Saturday 8 May 2010

A Journey Too Far


Off to Accrington to see No.1 daughter and her intended this weekend. Ghastly place – it’s bleaker than Bleak House on a bleak day in the bleakest mid-winter - and somewhat reminiscent of Black Pockrington, a fictional northern town in Tom Sharp’s darkly humorous satirical novel ‘The Throwback’ (well worth a read if you like black humour).

Not looking forward to the B&B. It will probably turn out to be one of those hideous places with humungous gates in black and gold hammerite with concrete lions on the gateposts. Bedrooms will have nylon floral print duvets with pink and cream velour headboards shaped like a clamshell. You can just picture it now – sentimental prints of robins and deer all over the walls. I wouldn’t be at all surprised to find a squadron of flying ducks gracing the mint-green, washable anaglypta papered walls.
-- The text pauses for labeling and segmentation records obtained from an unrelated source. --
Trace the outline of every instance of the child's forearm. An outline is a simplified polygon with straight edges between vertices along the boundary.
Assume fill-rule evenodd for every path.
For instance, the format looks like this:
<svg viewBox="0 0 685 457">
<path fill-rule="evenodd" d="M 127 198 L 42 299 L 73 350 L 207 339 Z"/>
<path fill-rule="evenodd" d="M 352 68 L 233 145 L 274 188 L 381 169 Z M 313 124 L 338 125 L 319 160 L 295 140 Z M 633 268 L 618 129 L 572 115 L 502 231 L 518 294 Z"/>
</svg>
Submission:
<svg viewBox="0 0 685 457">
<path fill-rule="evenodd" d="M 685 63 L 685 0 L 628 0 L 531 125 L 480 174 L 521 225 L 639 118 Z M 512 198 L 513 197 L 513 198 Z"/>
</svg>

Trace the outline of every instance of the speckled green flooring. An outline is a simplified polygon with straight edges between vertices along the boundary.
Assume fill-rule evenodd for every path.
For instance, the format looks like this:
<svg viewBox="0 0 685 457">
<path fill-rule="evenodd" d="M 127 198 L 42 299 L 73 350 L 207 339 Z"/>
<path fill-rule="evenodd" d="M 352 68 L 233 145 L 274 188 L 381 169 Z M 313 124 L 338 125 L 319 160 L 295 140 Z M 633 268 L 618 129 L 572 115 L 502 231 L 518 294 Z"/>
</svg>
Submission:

The bedside lights will be those garish brass-effect, touch-sensitive jobbies from Argos that you have to beat several times to turn off completely, resplendent with energy-saving light bulbs having the illuminative capacity of a spent Swan Vesta.

It's advertised as being in the 'fashionable' Rossendale area. The words fashionable and Rossendale are not easy bedfellows in my lexicon. The fact it butts on to Coal Pit Lane, has what looks like a factory opposite (according to Google Maps) and seems to have a lorry park out back does not exactly fill me with anticipation and hope. I shall report on my return.

I do hope they serve black pudding for breakfast – I mean the real stuff, not the ersatz, sawdust-filled crap you get down south. I find it rather addictive – almost crack-pudding. It’s one of the few mind-altering substances you can take for years without any nasty side-effects, unlike Chorley cakes, cowheels, tripe, Eccles cakes, Holland’s pies or Wigan kebabs, all of which when abused chronically can make you look like Peter Kay.

We will probably swing by Southport to see mother, who will express surprise at seeing me but will be totally incapable of recalling who the hell I am. When I visited her last week she launched into what I initially thought was going to be a full and coherent sentence - and possibly the precursor to a short yet semi-lucid conversation. However, it petered out halfway through and descended into a jumbled mumble followed by a beaming, if somewhat imbecilic smile. Hope to hell I never get dementia, although the chances are relatively high if it’s genetic (both her sisters – she is one of triplets – suffered dementia before kicking the bucket).

Hay was busy scouring the interweb last night seeing if she could find a restaurant in the area serving anything more appetising than bread and dripping fricassee with a side dish of pork scratchings nestling on a bed of roughly butchered lettuce. I thought it a foolish enterprise and I doubt they have the interweb there yet; I suspect they’ve only just invented language.

My daughter speaks with a very pronounced Lancashire accent, honed over 30 odd years of scraping an existence in the northern wastes of Slackistan. My ear is attuned to it, having been brought up in West Lancs and having heard the raucous calls of itinerant Lancastrian street pedlars, vagabonds, fakirs and mill owners. Her intended, however, has an almost impenetrable Yorkshire accent (with apologies to Alan Burnett), which requires translation in order for Hay to comprehend a single word.

I have solved the problem by merely nodding sagely and murmuring appreciative noises whenever he utters something incomprehensible. Should he subsequently frown or start making threatening gestures, I switch to a vigorous shaking of the head from side-to-side while tutting. It seems to mollify him. For all I know I may be agreeing that the BNP should run the country and people with cats should be forced into labour camps in Siberia.

3 comments:

Jennysmith said...

Lordy! And they say Londoners are patronising!

I feel for your mum so helpless and lost xxx

Carolina said...

I once stayed in a B&B somewhere in the Peak District, and our room smelled so terribly of almonds that we suspected someone had been poisoned with cyanide. We even checked under the bed, but didn't find a dead body. Turned out the room was 'freshened' with a device that every 15 minutes or so expelled that almond aroma. And yes... energy saving lightbulbs that were not entirely covered by the lamp shades. Lovely.

Alan Burnett said...

Your apologies are not accepted for the implied racial insult. Just be assured that whatever the lad may be saying it will be wise.